Then came comments by Dee Dee Myers, President Clinton's former press secretary, who said on CBS's "Face the Nation" Sunday: "If [the Clintons] could choose, they would certainly have Weiner get out of the race and have Huma get on with her life."

It could be argued that no one is more important to Weiner right now than Hillary Rodham Clinton. Weiner might not be beholden to anyone, but Weiner's wife is a confidante of Ms. Clinton's and a former adviser. Ms. Abedin was even seen as taking a page from Clinton's playbook in standing by a dallying husband. If Clinton were to persuade Abedin that this has gone too far, Weiner's campaign would have no leg to stand on.

Then came a report by the New York Daily News that, before he resigned from Congress, Weiner in 2011 paid a private investigator nearly $45,000 in campaign money to investigate his claim that his Twitter account was hacked. When the lewd photos first surfaced in 2011, that was Weiner's defense – that his Twitter account had been hacked.
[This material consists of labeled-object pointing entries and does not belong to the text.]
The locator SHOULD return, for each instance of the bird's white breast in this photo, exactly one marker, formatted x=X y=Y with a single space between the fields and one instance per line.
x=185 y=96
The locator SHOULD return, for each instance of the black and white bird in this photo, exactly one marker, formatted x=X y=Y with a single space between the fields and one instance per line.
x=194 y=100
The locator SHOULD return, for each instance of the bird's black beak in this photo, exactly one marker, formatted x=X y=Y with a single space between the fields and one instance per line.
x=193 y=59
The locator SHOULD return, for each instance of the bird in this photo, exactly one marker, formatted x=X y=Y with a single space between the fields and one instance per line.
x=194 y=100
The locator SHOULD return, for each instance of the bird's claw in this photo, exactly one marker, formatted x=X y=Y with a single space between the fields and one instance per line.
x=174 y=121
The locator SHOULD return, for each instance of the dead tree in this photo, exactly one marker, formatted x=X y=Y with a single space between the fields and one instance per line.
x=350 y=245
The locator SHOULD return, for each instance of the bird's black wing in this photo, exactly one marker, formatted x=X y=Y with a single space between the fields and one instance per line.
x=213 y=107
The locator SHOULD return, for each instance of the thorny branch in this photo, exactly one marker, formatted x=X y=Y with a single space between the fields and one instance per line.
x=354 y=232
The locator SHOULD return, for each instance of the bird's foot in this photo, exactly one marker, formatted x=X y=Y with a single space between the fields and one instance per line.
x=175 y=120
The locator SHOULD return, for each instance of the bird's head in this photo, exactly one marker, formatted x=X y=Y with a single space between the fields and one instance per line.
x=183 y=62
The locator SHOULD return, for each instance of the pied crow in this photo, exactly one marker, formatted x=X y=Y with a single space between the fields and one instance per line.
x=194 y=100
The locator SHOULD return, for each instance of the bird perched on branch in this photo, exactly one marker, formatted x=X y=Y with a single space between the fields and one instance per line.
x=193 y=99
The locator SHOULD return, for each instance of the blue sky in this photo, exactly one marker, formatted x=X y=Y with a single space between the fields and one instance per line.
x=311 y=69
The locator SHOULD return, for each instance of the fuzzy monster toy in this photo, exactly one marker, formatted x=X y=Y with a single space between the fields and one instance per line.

He later abandoned that defense and admitted to sending the photos.

That means "Weiner ultimately paid a private investigations firm, T&M Protection services, $43,100 from his campaign fund – knowing nobody hacked anything and that he'd sent the image himself," the Daily News concludes. 

Politicos have pronounced Weiner's campaign dead, and it very likely could be. But the three months until the election is a lifetime in politics. Anything could happen.

The one thing that seems certain, though, is that Weiner won't be able to survive too many more days like Sunday.